The scars of colonialism still remain deeply embedded in many Koreans, and, until Assassination, no local film tackling the sensitive subject had managed to resonate strongly with moviegoers. The 2015 Showbox/Mediaplex title, however, went on to become one of Korea’s biggest box-office hits of all time ($85.8 million).
“Assassination provoked a group mentality. Theater attendance was driven by values and emotions shared by the masses, rather than pure entertainment,” says Choi.
Indeed, following the success of Assassination, the first quarter of 2016 saw two sleeper hits emerge from this dark chapter of Korean history. Dongju: The Portrait of a Poet (Megabox Plus M), a biopic about a young artist who perishes inside a Japanese prison, debuted at No. 5 on Feb. 17, while Spirits’ Homecoming (WAW Pictures), about teen girls forced into sexual slavery — or “comfort women” — on Japanese military bases, opened a week later at No. 1 and topped the charts for another week until Zootopia hit screens. The two microbudget films ranked among the top 10 for more than a month; Spirits’, a $2 million film, crossed its break-even point on its third day to gross $23.9 million, while Dongju, which cost just $413,000, took in $7.8 million.
Dongju is the pet project of star filmmaker Lee Joon-ik. He insisted on an indie-style shoot because he didn’t want to commercially exploit the late poet and independence fighter who inspired the biopic. Lee refused to use product placement or other forms of advertising incentives for the decidedly slow-paced, black-and-white film. “I really didn’t expect the film to do so well,” says Lee.
Director Cho Chung-rae faced enormous difficulties attracting investors for Spirits’ when he penned the script in 2002. It took 14 years and crowd-funding by more than 75,200 people to get the film made.
Despite tackling such highly politicized topics, however, observers say these films are succeeding because they intentionally reflect universal themes, rather than express explicit political messaging. Spirits’, for example, conveys the horror of rape but does so through the perspective of a modern-day shaman who tries to console the spirit of the deceased (only 46 among an estimated 200,000 Korean comfort women survive).

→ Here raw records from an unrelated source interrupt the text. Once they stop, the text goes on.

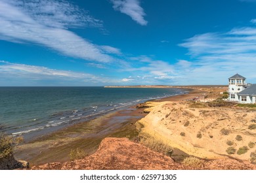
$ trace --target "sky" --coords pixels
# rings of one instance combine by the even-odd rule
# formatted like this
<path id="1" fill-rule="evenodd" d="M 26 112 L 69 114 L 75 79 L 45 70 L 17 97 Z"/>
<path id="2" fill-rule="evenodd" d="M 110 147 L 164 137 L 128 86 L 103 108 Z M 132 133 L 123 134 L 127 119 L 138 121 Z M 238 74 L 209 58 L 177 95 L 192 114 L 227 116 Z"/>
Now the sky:
<path id="1" fill-rule="evenodd" d="M 0 86 L 256 83 L 256 0 L 0 0 Z"/>

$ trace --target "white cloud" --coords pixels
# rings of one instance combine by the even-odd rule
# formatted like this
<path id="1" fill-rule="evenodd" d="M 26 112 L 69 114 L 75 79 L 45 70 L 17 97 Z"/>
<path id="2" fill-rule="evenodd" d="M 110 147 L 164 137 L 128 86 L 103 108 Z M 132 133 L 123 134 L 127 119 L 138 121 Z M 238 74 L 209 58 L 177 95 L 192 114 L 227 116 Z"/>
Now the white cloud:
<path id="1" fill-rule="evenodd" d="M 140 5 L 139 0 L 110 0 L 114 4 L 116 10 L 126 14 L 141 25 L 146 25 L 148 22 L 145 20 L 146 14 Z"/>
<path id="2" fill-rule="evenodd" d="M 129 81 L 131 81 L 131 80 L 133 80 L 134 79 L 131 79 L 131 78 L 123 78 L 121 80 L 123 81 L 123 82 L 129 82 Z"/>
<path id="3" fill-rule="evenodd" d="M 121 55 L 121 52 L 119 49 L 112 47 L 112 46 L 104 45 L 104 46 L 100 46 L 100 48 L 101 48 L 102 50 L 104 50 L 107 54 Z"/>
<path id="4" fill-rule="evenodd" d="M 115 60 L 106 54 L 108 46 L 101 48 L 67 29 L 87 25 L 101 26 L 102 24 L 65 1 L 0 1 L 0 39 L 36 43 L 85 60 L 103 63 Z"/>
<path id="5" fill-rule="evenodd" d="M 252 20 L 251 20 L 251 23 L 256 24 L 256 19 L 252 19 Z"/>
<path id="6" fill-rule="evenodd" d="M 188 72 L 180 72 L 184 76 L 181 82 L 224 84 L 228 77 L 238 73 L 247 78 L 249 82 L 256 82 L 255 27 L 195 35 L 180 46 L 188 49 L 192 60 L 188 63 Z M 186 62 L 183 63 L 186 65 Z M 177 64 L 179 65 L 181 61 Z"/>
<path id="7" fill-rule="evenodd" d="M 79 85 L 118 82 L 118 80 L 99 77 L 85 73 L 52 69 L 45 67 L 12 63 L 5 61 L 0 61 L 0 75 L 1 79 L 6 78 L 9 81 L 22 80 L 24 82 L 37 81 L 36 84 L 40 84 L 40 80 L 49 80 L 49 84 L 56 82 L 65 82 L 69 84 L 79 83 Z"/>

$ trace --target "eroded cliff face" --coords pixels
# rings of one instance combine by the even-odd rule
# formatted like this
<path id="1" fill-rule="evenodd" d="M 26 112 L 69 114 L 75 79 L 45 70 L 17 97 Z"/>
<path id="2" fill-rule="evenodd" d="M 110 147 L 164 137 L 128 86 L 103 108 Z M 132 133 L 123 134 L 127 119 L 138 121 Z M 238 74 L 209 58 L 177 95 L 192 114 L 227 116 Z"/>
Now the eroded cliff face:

“Spirits’ deals with a larger human rights problem rather than Korea-Japan relations or political issues,” says film critic Jeong Ji-ouk. The film has received special screenings in key U.S. cities including Los Angeles and New York, as well as college campuses such as Brown University, University of Connecticut and Northern Virginia Community College.
Adds Jeong: “Likewise, Dongju was really about the creative struggle, about producing such beautiful poems under such excruciating circumstances.”